According to the official climate change report by the Okinawa Regional Headquarters, JMA [72], the average temperature on Miyako Island will probably increase by 3.3 °C at the end of the 21st century, and the frequency of extremely dry months will increase under the RCP 8.5 scenario. The temperature increase is expected to increase crop evapotranspiration [73,74] and irrigation water demand and cause a reduction in groundwater recharge and storage.
One of the limitations of our study is the unchanged Kc value in the future climate. Without changing the Kc value, irrigation demand basically reflects the change of climate on ET0. However, in the real case of climate change, the Kc value could slightly change with changed phenology, especially the shortening of the seedling stage, which means an even higher crop water demand or stronger groundwater shortage in the future. However, to overcome such a limitation, we must seek the support of crop models with more experimental data, which are not available right now on the remote island.
A comparison of the estimated value for 1980–2021 in Figure 10 and Figure 11 suggests that MRI-CGCM3 RCP 2.6 is the most acceptable model for estimating groundwater storage under the baseline period. For instance, the average groundwater storage is 724.9 mm, closest to the historical value in Figure 10 (787.5 mm). There is absolutely no water for irrigation for a period of 5 months, which is close to the historical value in Figure 10. In this model, there is a risk of groundwater dry-up for 57 months in 2022–2100, nearly 10 times higher than the historical risk. However, it is also noticeable that most of the groundwater depletion in the prediction actually occurs in a continuously dry period in 2030–2050. This could be caused by high uncertainty in the original GCMs data.

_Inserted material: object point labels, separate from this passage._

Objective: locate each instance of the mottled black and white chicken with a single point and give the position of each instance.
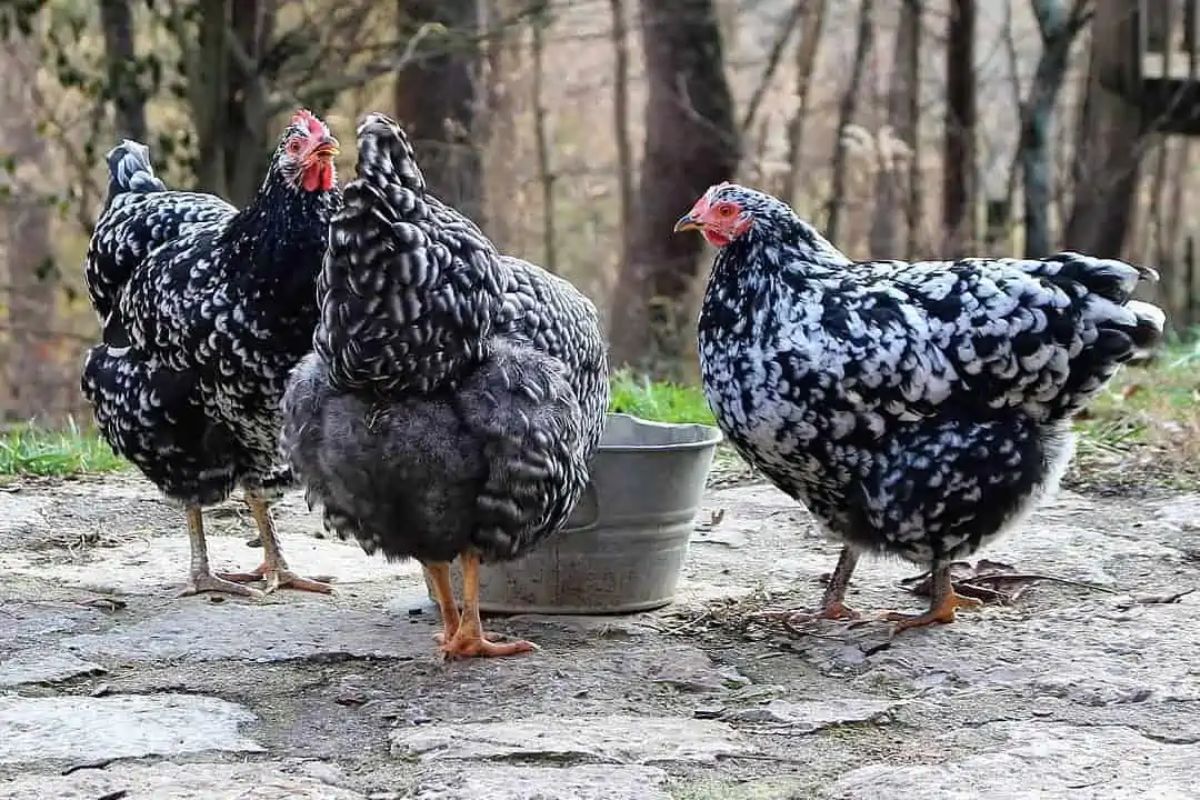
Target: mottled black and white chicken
(205, 310)
(455, 396)
(916, 409)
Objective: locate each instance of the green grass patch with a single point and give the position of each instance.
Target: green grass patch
(659, 402)
(1145, 427)
(27, 450)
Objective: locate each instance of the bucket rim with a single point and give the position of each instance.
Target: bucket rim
(711, 437)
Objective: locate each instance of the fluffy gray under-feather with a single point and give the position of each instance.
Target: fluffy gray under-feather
(455, 396)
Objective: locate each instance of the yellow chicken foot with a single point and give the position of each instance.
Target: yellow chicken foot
(469, 641)
(201, 575)
(833, 602)
(274, 569)
(941, 608)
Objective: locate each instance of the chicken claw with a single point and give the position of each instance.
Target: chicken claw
(942, 608)
(277, 577)
(202, 582)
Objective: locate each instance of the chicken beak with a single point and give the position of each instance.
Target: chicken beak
(328, 148)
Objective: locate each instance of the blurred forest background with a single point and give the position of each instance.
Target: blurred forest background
(577, 131)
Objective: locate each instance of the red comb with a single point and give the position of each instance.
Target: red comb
(309, 120)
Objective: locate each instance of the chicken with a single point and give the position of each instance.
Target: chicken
(205, 310)
(455, 396)
(916, 409)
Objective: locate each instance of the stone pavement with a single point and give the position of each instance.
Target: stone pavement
(112, 687)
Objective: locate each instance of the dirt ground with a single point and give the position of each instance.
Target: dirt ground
(113, 687)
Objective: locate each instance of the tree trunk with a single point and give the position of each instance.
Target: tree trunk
(208, 82)
(805, 64)
(901, 116)
(846, 116)
(690, 144)
(436, 100)
(33, 372)
(249, 142)
(541, 137)
(1059, 28)
(773, 58)
(120, 60)
(912, 13)
(959, 181)
(1108, 155)
(497, 125)
(621, 127)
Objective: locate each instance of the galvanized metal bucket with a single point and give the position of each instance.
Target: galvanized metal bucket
(624, 546)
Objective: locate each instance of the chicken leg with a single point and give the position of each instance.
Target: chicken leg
(943, 603)
(274, 567)
(832, 603)
(439, 576)
(202, 578)
(469, 641)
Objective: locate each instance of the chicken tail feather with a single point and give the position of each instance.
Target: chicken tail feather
(130, 170)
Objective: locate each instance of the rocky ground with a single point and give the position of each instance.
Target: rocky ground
(112, 687)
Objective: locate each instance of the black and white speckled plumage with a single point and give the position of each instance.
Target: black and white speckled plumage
(916, 408)
(455, 396)
(205, 310)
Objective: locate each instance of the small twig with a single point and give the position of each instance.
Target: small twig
(798, 631)
(1018, 577)
(1157, 600)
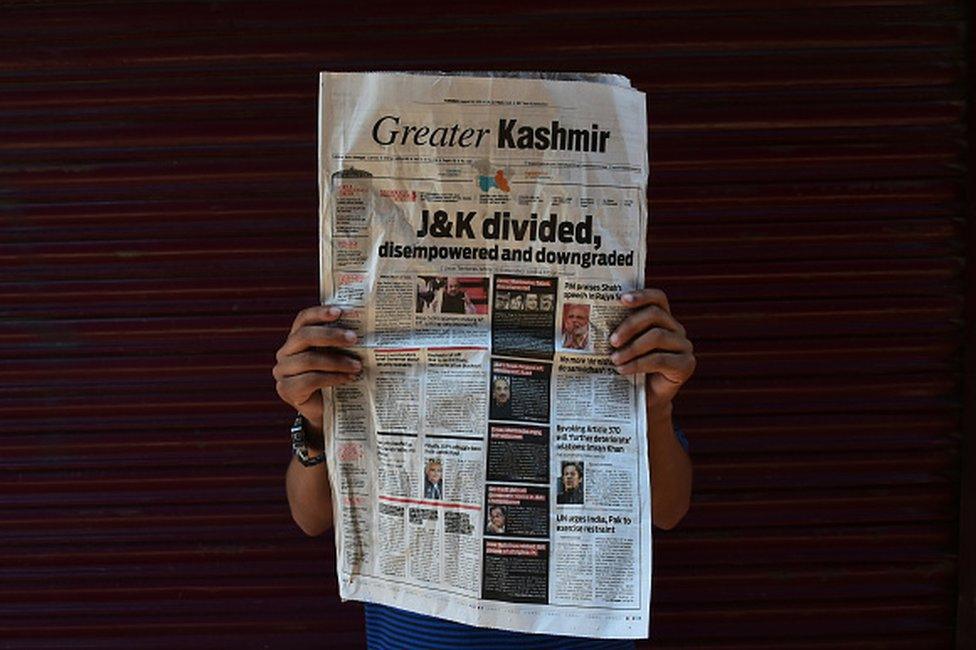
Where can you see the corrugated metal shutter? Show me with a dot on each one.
(158, 198)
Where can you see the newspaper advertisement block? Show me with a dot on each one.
(489, 466)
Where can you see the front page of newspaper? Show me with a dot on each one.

Furthermore, in other GCMs models, there are also one or several drought periods in the prediction, suggesting there could be more frequent occurrences of extreme dry and wet cycles in the future [75].
Therefore, it is important to improve irrigation water management in the artificial aquifer. At the same time, as the risk of groundwater depletion both in terms of frequencies and duration under future climate will highly likely increase, new subsurface aquifer construction is needed. The study also provided valuable suggestions for water management on similar islands globally.

5. Conclusions

In this paper, on a remote island, far away from the main continent of Japan with limited experimental results on the evaluation of crop water requirements, MODIS ET together with Kc coefficient from the nearest island were compared to testify the reliability of the Kc value. Then, the testified Kc coefficient for sugarcane was used to assess the risk of irrigation water shortage using historical metrological data and to predict the future risk of irrigation agriculture under different scenarios of GCM models. The methodology developed in the study can be potentially used to evaluate long-term irrigation demand over the dry periods for engineering design or dam construction in data lacking regions globally.
Our study confirmed the important role that the artificially built aquifer played in meeting the agricultural water supply in Sunagawa Catchment and its neighbor catchments. In the 192 months from 2006 to 2021, irrigation was required in 62 months or some 3.9 months per year. Historical assessment analysis for a 71-year period from 1951 to 2021 suggested a stronger risk of groundwater dry-up, and absolutely no water for irrigation in 9 months or nearly once every 18 years. The risk of groundwater depletion both in terms of frequency and duration under future climate will highly likely increase.
The study also proved the value of ET derived from remote sensing in areas lacking the support of experimental results. It is even worthwhile to try to develop a Kc coefficient from remote sensing ET for crop irrigation assessment. However, it should be kept in mind that the percentage of high water consumptive crops in the relevant pixels should be considered to eliminate the effects of low ET components, for instance, from roads and residential areas.

Author Contributions

Conceptualization, Z.Y. and C.T.; Data curation, Z.Y.; Formal analysis, Z.Y.; Investigation, Z.Y., C.T., S.S., M.O., K.F. and G.W.; Methodology, Z.Y.; Supervision, C.T.; Writing—original draft, Z.Y.; Writing—review and editing, C.T. and H.B. All authors have read and agreed to the published version of the manuscript.

Funding

This research was funded by Research Program on Development of Innovative Technology grants from the Project of the Bio-Oriented Technology Research Advancement Institution (BRAIN) (No. 02012B).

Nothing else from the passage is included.